After the supertransformation, various independent lines were identified which indeed contained the same T-DNAs, but integrated at different sites in the genome, which had both a decreased GBSSI activity and a significantly decreased amount of BEI-mRNA. Plants were selected which, in comparison to corresponding wild-type plants, have an enzyme activity of the GBSSI protein reduced by preferably at least 95% and an enzyme activity of the BEI protein reduced by at least 90%. The starches of these plants were then analyzed.

EXAMPLE 2

Analysis of the Starch from Plants having Decreased GBSSI and BEI Activity

The starch formed by the transgenic potato plants produced according to Example 1 differs, for example, from starch synthesized in wild-type plants in its phosphate or amylose content and in the viscosity and gelatinization properties determined by means of RVA. The results of the physico-chemical characterization of the modified starches are shown in Table I (Tab. 1).

TABLE 1

		Phosphate	Total		RVA	RVA	RVA	RVA		Gel
	Geno-	in C6	phosphate	Amylose	Max	Min	Fin	Set	RVA T	solidity
No.	type	(%)	(%)	(%)	(%)	(%)	(%)	(%)	(%)	(%)

1	Desiree	100	100	22	100	100	100	100	100	100
	(wild-type)
2	AsGBSSI	110	119	<4	70	90	84	57	104	21
3	AsBEI		170	20	124	94	90	76	100	91
4	AsGBSSI-	181	189	<4	69	84	78	51	102	21
	asBEI

Legend:
GBSSI = granule-bound starch synthase I
BEI = branching enzyme I
as = antisense
RVA = Rapid Visco Analyser
Max = maximum viscosity
Min = minimum viscosity
Fin = viscosity at the end of the measurement
Set = setback = difference between Min and Fin
T = gelatinization temperature
With the exception of the amylose content, the % values are based on the wild type (=100%).

Claims

1-29. (canceled)

30. A method of producing potato starch comprising extracting starch from a plant comprising transgenic plant cells which are genetically modified, said genetic modification leading to a decrease in the activity of one or more GBSSI proteins occurring endogenously in the plant cell and to a decrease in the activity of one or more BE proteins occurring endogenously in the plant cell, in comparison to corresponding wild-type plants.

31. The method of claim 30, further comprising harvesting before the step of extracting.

32. The method of claim 31, further comprising cultivating before the step of harvesting.
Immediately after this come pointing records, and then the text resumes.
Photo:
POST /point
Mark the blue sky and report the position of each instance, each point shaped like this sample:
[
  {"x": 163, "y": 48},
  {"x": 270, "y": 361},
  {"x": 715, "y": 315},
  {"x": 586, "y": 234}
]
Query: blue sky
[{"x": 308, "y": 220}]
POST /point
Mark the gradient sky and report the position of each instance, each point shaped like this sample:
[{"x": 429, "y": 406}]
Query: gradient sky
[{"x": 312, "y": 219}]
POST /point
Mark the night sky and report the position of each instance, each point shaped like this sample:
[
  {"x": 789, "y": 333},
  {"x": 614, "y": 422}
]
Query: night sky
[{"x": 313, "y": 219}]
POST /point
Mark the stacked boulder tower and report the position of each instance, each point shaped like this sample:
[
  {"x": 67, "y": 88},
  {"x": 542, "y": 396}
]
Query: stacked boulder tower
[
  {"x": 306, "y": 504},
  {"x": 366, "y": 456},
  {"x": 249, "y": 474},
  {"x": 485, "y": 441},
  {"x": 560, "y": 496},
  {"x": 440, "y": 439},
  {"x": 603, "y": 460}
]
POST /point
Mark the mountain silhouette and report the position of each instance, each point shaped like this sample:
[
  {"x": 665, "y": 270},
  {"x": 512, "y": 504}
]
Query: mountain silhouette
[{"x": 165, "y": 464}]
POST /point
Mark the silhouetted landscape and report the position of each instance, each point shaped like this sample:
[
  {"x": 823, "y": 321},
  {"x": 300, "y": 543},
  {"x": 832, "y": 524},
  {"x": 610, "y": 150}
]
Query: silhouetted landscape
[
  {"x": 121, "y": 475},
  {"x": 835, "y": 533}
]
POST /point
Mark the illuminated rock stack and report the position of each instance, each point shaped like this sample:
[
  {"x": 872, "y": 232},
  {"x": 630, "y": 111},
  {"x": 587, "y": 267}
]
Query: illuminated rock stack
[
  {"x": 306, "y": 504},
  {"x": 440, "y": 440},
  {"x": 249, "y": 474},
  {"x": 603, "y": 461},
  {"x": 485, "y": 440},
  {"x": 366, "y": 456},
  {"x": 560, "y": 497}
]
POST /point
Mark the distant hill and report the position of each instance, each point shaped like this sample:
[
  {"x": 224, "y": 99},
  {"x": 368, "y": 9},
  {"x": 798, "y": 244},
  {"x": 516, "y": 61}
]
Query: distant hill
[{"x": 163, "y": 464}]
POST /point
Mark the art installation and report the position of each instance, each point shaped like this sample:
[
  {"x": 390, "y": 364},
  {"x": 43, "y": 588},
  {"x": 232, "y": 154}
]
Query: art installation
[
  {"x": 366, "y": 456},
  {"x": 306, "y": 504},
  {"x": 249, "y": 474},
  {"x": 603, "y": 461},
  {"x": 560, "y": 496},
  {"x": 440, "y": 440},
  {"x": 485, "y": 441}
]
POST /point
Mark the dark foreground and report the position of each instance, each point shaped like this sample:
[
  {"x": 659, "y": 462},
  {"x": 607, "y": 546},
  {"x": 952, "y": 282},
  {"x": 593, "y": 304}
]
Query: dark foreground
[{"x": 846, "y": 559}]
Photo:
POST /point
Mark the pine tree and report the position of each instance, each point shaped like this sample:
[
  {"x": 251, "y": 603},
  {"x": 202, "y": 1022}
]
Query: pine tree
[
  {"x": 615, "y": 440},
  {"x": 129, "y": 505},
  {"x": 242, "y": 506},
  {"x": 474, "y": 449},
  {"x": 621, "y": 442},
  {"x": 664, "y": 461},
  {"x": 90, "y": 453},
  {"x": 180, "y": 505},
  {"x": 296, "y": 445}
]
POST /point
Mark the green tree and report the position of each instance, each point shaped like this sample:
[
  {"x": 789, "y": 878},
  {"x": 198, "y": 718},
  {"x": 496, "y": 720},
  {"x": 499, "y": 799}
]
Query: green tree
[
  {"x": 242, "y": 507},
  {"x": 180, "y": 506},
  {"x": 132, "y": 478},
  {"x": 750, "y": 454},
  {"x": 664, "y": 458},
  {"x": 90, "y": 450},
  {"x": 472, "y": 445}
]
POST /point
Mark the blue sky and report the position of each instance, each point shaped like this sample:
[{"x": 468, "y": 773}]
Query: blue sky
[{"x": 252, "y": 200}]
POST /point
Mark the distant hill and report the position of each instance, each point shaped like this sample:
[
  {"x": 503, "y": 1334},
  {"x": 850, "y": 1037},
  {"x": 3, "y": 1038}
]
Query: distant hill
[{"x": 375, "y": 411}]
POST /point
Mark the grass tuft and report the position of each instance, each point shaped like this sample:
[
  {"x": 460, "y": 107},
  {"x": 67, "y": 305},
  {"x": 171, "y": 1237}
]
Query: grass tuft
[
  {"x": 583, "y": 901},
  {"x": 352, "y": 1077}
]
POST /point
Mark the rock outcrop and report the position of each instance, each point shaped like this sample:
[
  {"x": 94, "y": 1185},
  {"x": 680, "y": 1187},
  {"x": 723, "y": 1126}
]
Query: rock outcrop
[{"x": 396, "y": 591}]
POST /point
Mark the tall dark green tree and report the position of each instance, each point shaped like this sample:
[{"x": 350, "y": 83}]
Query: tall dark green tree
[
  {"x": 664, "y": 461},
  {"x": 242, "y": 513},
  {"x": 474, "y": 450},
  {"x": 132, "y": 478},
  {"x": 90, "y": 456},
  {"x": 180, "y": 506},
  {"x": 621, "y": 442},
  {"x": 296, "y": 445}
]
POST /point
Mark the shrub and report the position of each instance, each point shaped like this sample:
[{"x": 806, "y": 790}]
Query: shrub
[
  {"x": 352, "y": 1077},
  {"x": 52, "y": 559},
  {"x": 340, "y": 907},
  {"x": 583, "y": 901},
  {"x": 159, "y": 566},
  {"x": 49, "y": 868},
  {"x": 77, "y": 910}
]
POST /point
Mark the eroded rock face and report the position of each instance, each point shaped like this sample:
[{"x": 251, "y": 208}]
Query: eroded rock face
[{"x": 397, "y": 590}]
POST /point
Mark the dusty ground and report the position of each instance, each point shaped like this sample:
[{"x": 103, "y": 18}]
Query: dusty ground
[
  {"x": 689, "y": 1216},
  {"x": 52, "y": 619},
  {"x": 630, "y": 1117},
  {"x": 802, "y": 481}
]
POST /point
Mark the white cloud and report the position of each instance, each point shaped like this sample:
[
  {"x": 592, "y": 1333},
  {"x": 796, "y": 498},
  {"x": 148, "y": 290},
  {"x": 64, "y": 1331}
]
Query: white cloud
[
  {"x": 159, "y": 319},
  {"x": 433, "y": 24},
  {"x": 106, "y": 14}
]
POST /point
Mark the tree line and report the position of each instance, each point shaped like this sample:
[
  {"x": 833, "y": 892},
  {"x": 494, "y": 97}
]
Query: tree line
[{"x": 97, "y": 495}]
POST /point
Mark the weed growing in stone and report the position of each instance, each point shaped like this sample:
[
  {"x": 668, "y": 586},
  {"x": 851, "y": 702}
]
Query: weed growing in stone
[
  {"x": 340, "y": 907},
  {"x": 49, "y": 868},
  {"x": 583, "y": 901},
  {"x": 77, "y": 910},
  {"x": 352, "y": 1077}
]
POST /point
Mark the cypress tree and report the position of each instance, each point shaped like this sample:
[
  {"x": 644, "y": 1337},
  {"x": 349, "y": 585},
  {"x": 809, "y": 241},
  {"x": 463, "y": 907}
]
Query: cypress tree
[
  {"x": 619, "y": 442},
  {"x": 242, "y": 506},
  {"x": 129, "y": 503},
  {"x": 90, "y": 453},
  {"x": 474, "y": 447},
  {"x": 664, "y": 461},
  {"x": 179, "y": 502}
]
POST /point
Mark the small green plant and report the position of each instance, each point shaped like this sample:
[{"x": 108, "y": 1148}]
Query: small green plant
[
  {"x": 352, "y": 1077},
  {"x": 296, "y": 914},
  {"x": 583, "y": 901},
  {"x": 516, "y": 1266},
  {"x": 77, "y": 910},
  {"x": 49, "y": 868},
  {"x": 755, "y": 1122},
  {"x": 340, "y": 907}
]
33. The method of claim 30, wherein said potato starch comprises an amylopectin content of at least 90% and a phosphate content which is increased in comparison to starch from corresponding potato plants of the waxy phenotype by at least 30%, wherein said starch from corresponding potato plants of the waxy phenotype is derived from the Desiree variety.

34. A method of producing potato starch comprising extracting starch from a plant cell which is genetically modified, said genetic modification leading to a decrease in the activity of one or more GBSSI proteins occurring endogenously in the plant cell and to a decrease in the activity of one or more BE proteins occurring endogenously in the plant cell, in comparison to corresponding wild-type plants.

35. The method of claim 34, comprising harvesting before the step of extracting.

36. The method of claim 35, comprising cultivating before the step of harvesting.

37. The method of claim 34, wherein said potato starch comprises an amylopectin content of at least 90% and a phosphate content which is increased in comparison to starch from corresponding potato plants of the waxy phenotype by at least 30%, wherein said starch from corresponding potato plants of the waxy phenotype is derived from the Desiree variety.